Other events focus on specific targets of the population. The FIBA 3X3 events, for example, clearly aims to attract a new young urban audience by being even more fast-paced, spectacular, and dramatic. Besides the sport format itself – which is innovative, shorter and with fewer breaks - spectators also enjoy non-stop music with a live DJ, a stand-up comedian as the commentator, performers during entertainment breaks, and an interactive audience experience via live quizzes and dunk contests.
2. Bring the sport to the people
If people don’t come to sport, sport come to people!
Going to a sports venue can be a challenging process for people, especially for families and those who are unable to travel easily. Often, such venues are outside of city centres and require a full commitment to make the trip which, especially for first-time attendees or those less familiar with the sport, can be something of a daunting experience.
To best engage the local population, event organisers must seek to find new ways to bring the sport to where such a population will be – primarily city centres. Athletissima, an athletics meeting part of the Diamond League is a great example of this, organizing a city event competition where the people will anyway frequent. In 2022, for example, the Pole Vault Men’s competitions took place on the stunning shores of Lake Geneva – creating a show for passers-by to become enthusiastic about the event and further their interest without any strong commitment. On top of it the event offers a family relay called “relais des mini-stars” where kids compete with their families and can meet elite athletes competing in the Diamond league’s event one week after.
3. Use the time before your event
A lot has been said about legacy, what it means and what its limitations are. Too often legacy is seen as only being something that is delivered after the event, but by re-thinking this definition and planning ahead of time, sports events can engage local populations in a long-lasting manner.
Thought the event will only be held in two years’ time, the organizing committee of the Paris 2024 Olympic Games is a great example of a sports event using the time in its build-up to develop new initiatives, increase the visibility of such initiatives, and engage local populations in their delivery. The below two projects are examples of this.
- Active design initiative, through the “Terre de Jeux 2024” label (guide here), Paris 2024 is helping cities and territories across France design public spaces and buildings in order to encourage free physical activity and sport for all.

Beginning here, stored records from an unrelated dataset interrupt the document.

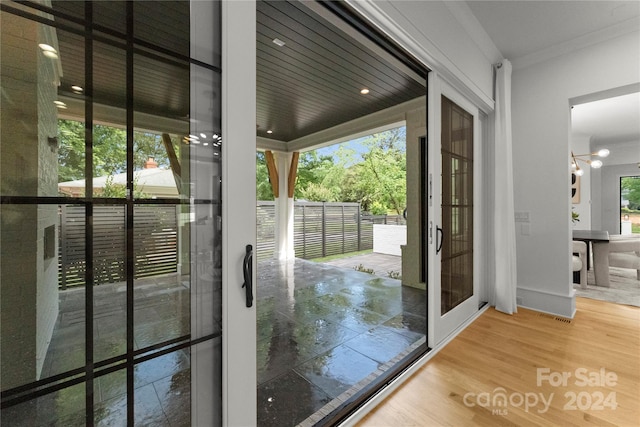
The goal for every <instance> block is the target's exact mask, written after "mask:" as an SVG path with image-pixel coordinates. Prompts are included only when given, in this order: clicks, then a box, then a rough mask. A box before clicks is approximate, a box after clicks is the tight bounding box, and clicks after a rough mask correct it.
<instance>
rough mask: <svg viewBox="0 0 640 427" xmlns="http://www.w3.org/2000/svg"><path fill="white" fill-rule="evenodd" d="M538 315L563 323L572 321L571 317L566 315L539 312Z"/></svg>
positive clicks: (570, 322)
mask: <svg viewBox="0 0 640 427" xmlns="http://www.w3.org/2000/svg"><path fill="white" fill-rule="evenodd" d="M538 317H544V318H545V319H553V320H557V321H558V322H562V323H571V319H567V318H566V317H560V316H554V315H553V314H547V313H539V314H538Z"/></svg>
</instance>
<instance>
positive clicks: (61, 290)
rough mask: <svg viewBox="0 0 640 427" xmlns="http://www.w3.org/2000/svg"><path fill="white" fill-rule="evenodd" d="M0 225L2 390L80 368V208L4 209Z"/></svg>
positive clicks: (81, 224)
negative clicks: (73, 228)
mask: <svg viewBox="0 0 640 427" xmlns="http://www.w3.org/2000/svg"><path fill="white" fill-rule="evenodd" d="M68 210H74V211H75V212H76V215H68V214H67V211H68ZM0 222H1V225H0V237H1V238H2V245H1V251H2V253H1V258H0V275H1V277H0V285H1V289H0V296H1V300H0V301H1V309H0V314H1V316H2V319H1V322H2V323H1V329H0V331H1V339H2V347H1V351H2V359H1V362H2V371H1V376H0V380H1V381H0V383H1V384H2V390H3V391H5V390H8V389H11V388H14V387H18V386H21V385H25V384H29V383H32V382H34V381H37V380H40V379H44V378H47V377H50V376H52V375H56V374H60V373H63V372H67V371H69V370H72V369H75V368H80V367H82V366H84V364H85V352H84V348H85V289H84V275H85V271H86V264H85V255H84V207H82V206H64V205H63V206H60V207H58V206H57V205H30V204H24V205H9V204H3V205H1V207H0ZM74 224H75V225H77V227H73V225H74ZM70 225H72V227H70ZM71 228H74V229H71Z"/></svg>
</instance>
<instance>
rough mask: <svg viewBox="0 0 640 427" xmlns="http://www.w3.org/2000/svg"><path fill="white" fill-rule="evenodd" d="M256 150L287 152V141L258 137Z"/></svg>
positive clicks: (256, 142) (259, 136)
mask: <svg viewBox="0 0 640 427" xmlns="http://www.w3.org/2000/svg"><path fill="white" fill-rule="evenodd" d="M256 149H257V150H258V151H267V150H270V151H283V152H285V151H287V143H286V141H280V140H278V139H270V138H265V137H263V136H258V137H256Z"/></svg>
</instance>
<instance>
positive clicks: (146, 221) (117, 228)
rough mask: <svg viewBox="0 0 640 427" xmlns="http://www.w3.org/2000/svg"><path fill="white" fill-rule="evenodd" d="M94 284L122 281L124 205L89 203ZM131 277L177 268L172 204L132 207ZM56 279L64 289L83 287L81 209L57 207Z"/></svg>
mask: <svg viewBox="0 0 640 427" xmlns="http://www.w3.org/2000/svg"><path fill="white" fill-rule="evenodd" d="M92 218H93V229H92V236H93V282H94V284H96V285H99V284H102V283H115V282H122V281H125V280H126V271H125V270H126V259H125V256H126V215H125V207H124V206H94V207H93V216H92ZM133 228H134V231H133V240H134V256H135V258H134V262H135V264H134V277H135V278H141V277H147V276H154V275H159V274H166V273H173V272H176V271H177V260H178V258H177V243H178V233H177V230H178V228H177V216H176V207H175V206H164V205H160V206H149V205H144V206H136V207H134V225H133ZM59 239H60V240H59V251H58V283H59V286H60V287H61V288H62V289H66V288H67V287H71V286H83V285H85V280H86V279H85V274H86V267H87V266H86V259H87V257H86V254H85V207H84V206H71V205H63V206H61V207H60V232H59Z"/></svg>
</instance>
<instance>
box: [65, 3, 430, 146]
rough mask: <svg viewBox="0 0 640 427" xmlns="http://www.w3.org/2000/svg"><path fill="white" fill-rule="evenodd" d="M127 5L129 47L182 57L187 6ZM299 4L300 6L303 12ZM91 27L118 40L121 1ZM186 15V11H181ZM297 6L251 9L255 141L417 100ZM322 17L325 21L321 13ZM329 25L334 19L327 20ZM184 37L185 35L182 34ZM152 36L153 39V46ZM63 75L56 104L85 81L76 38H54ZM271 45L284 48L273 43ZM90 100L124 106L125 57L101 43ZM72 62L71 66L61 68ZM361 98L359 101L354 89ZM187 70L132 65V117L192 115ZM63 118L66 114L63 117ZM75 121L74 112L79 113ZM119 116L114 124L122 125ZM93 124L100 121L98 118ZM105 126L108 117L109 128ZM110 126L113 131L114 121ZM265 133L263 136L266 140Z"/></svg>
mask: <svg viewBox="0 0 640 427" xmlns="http://www.w3.org/2000/svg"><path fill="white" fill-rule="evenodd" d="M153 3H154V2H139V3H135V10H134V13H135V14H136V16H137V17H136V18H135V23H134V31H135V37H136V40H140V41H142V42H143V43H144V42H145V41H149V42H151V41H153V42H154V43H155V42H157V41H158V40H160V41H161V43H162V47H163V48H165V49H166V50H167V52H177V53H179V54H182V55H185V52H186V53H187V54H188V52H189V41H188V37H189V32H188V31H187V32H185V31H184V28H185V27H188V26H189V7H188V3H185V2H171V3H172V6H170V7H167V6H169V5H167V4H166V3H168V2H163V4H165V7H162V8H157V7H154V4H153ZM305 3H306V4H305ZM53 4H54V8H55V9H57V10H61V11H63V12H65V13H69V14H71V15H73V16H78V17H80V16H82V13H83V10H82V7H81V5H82V4H83V3H82V2H65V1H54V2H53ZM94 5H95V6H94V7H95V8H98V9H99V10H94V15H95V16H96V17H97V18H96V22H97V23H99V24H100V25H102V26H104V27H105V28H108V29H109V30H112V31H113V30H115V31H118V32H123V31H124V29H125V27H124V22H126V21H125V19H124V16H125V15H124V14H125V8H124V2H116V1H110V2H97V3H94ZM185 6H186V7H185ZM315 6H316V7H309V3H308V2H300V1H262V0H260V1H258V2H257V33H256V37H257V39H256V43H257V109H256V114H257V123H256V125H257V130H256V132H257V136H258V137H261V138H266V139H269V140H272V141H273V142H274V143H276V144H277V143H282V144H283V149H284V150H285V151H286V148H285V146H286V143H287V142H289V141H294V140H297V139H299V138H302V137H305V136H308V135H311V134H314V133H316V132H319V131H322V130H326V129H329V128H332V127H334V126H337V125H340V124H343V123H346V122H349V121H352V120H355V119H358V118H362V117H365V116H368V115H371V114H373V113H375V112H379V111H382V110H384V109H387V108H389V107H392V106H395V105H398V104H402V103H404V102H407V101H410V100H414V99H416V98H419V97H423V96H425V94H426V82H425V81H424V79H422V78H416V75H415V73H413V72H412V71H411V70H409V69H407V67H405V66H404V65H402V64H401V63H400V61H397V60H395V59H393V58H391V56H390V55H384V54H380V50H381V49H379V48H377V47H376V46H373V43H372V42H371V41H369V40H367V39H366V38H365V37H364V36H362V35H361V34H355V32H354V31H351V32H350V34H347V33H345V31H343V30H342V29H339V28H338V27H337V26H336V25H334V24H332V23H330V22H328V20H327V19H325V18H324V17H323V16H320V15H321V14H323V13H322V12H318V10H320V9H323V8H322V7H320V8H319V7H317V6H318V5H317V4H316V5H315ZM326 13H329V14H330V12H328V11H327V12H326ZM332 20H333V21H334V22H335V16H334V17H333V19H332ZM185 33H186V34H185ZM158 37H160V39H158ZM58 39H59V43H60V51H61V54H62V55H61V57H62V58H63V60H64V59H65V58H66V59H67V61H65V62H63V66H64V74H63V77H62V82H61V83H62V84H61V88H60V93H61V95H67V96H69V97H70V98H74V97H76V98H77V97H78V96H77V94H73V92H72V91H71V90H70V89H68V88H70V87H71V85H82V84H83V82H84V71H85V70H84V60H83V56H84V53H83V51H84V43H83V40H82V38H81V37H79V36H76V35H73V34H70V33H67V32H64V31H58ZM274 39H279V40H281V41H283V42H284V43H285V44H284V46H278V45H276V44H275V43H274V42H273V41H274ZM93 55H94V56H93V57H94V64H93V73H94V75H93V84H94V92H93V93H94V97H93V100H94V102H96V103H97V104H102V105H106V106H110V107H115V110H114V109H112V111H117V110H122V109H124V107H125V106H126V88H125V83H124V82H125V81H126V79H125V76H126V67H125V61H126V55H125V53H124V51H122V50H120V49H117V48H115V47H112V46H109V45H108V44H106V43H100V42H94V43H93ZM70 58H73V59H72V60H69V59H70ZM363 88H368V89H369V91H370V92H369V94H367V95H362V94H360V90H361V89H363ZM189 103H190V98H189V67H188V64H187V63H186V61H183V62H180V61H177V62H176V61H175V60H172V61H163V60H162V58H152V57H146V56H144V55H135V56H134V108H135V109H136V112H141V113H146V114H150V115H155V116H158V117H164V118H170V119H172V120H174V121H184V122H185V124H186V123H187V118H188V116H189V108H190V105H189ZM69 113H71V112H69ZM79 113H80V116H81V115H82V112H81V111H79ZM124 118H125V116H124V113H123V114H122V117H120V118H119V119H118V118H116V119H118V121H123V120H124ZM95 119H98V120H100V117H96V118H95ZM111 120H113V118H112V119H111ZM116 123H117V122H116ZM269 130H270V131H272V133H268V132H267V131H269Z"/></svg>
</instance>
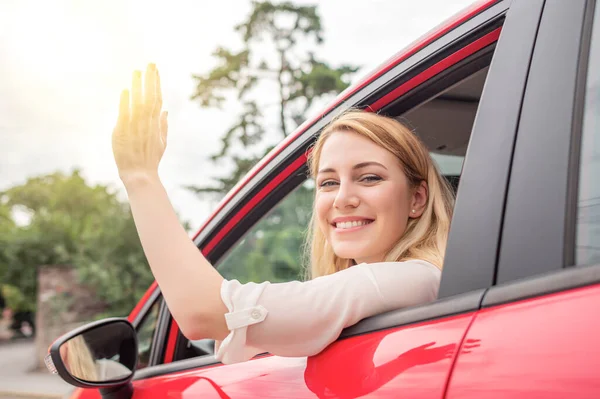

- 30 minutes of exercise every day at school: Paris 2024 is driving an initiative to introduce 30 minutes of daily physical activity into French schools. The program encourages schools, via toolkits and the provision of a sports kit that includes some basic sporting equipment, to offer short sessions of physical activity throughout the school day.
Both initiatives, focused on a coherent theme of avoiding sedentary lifestyles and develop lasting habits of physical activity, are helping to not only raise the profile of Paris 2024, but engage people in understanding the event’s value proposition.
And of course, don’t forget to communicate about all your programs! It is critical that your population is well informed. A sports event is above all a unique opportunity to tell the world a great story about the host, the place, the people, and the potential– and this story doesn’t need to wait until the event itself.